WASHINGTON -- And 2 a.m. here. Which is a problem, since I'm wide-awake.
Jet lag does bizarre things to one's body. How can I spend 32 hours awake yesterday, including packing, a last-minute basketball shootaround behind the Beijing bureau, a delayed 13-hour flight, which caused a 5-hour pushback in New York, followed by a one-hour flight and a two-hour conversation with my mother, then sleep for eight hours, put in a full day, then sleep another two hours, then wake up at midnight, wide-awake and unable to fall asleep two hours later?
This will create problems over the next few days. But no use fighting it. Might as well get something done.

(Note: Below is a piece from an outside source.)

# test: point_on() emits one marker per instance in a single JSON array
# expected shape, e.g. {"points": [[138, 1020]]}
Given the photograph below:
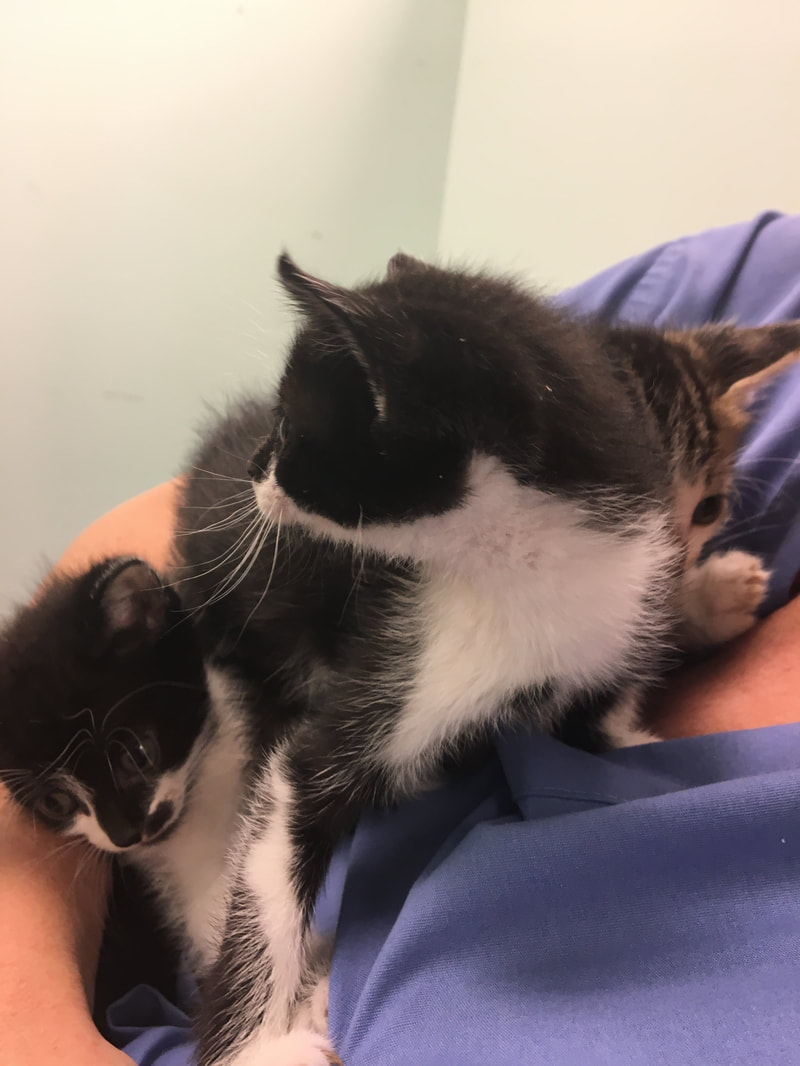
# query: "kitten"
{"points": [[114, 729], [473, 511]]}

I promised a post from the plane, but if I can't stomach pseudo-deepness in my writing, I'm not going to subject you to it. All I came up with were tick-tock observations common to any transcontinental flight, so chalk one up to writers' block. Jet lag -- now there's a topic for the muses. I'm thinking about late afternoon in Beijing on the Tuesday after I've left, and I'm thinking about everything I have to get done in the next couple weeks, and how life in America would be simpler if my internal clock weren't still set to China time.
I saw my mother back to Minnesota today. She's been house-sitting my condominium in Virginia the entire time I've gone, and my condo is the better for it. I don't think it's ever been so clean, and my mother, who I think could do home improvements professionally, did some necessary caulking and some appreciated painting. She even made a new short-curtain for my kitchen window. These are the things that remind one how special home is after the grand adventure. And of how thankful one should be to come from a loving family. Blessings abound this Thanksgiving season.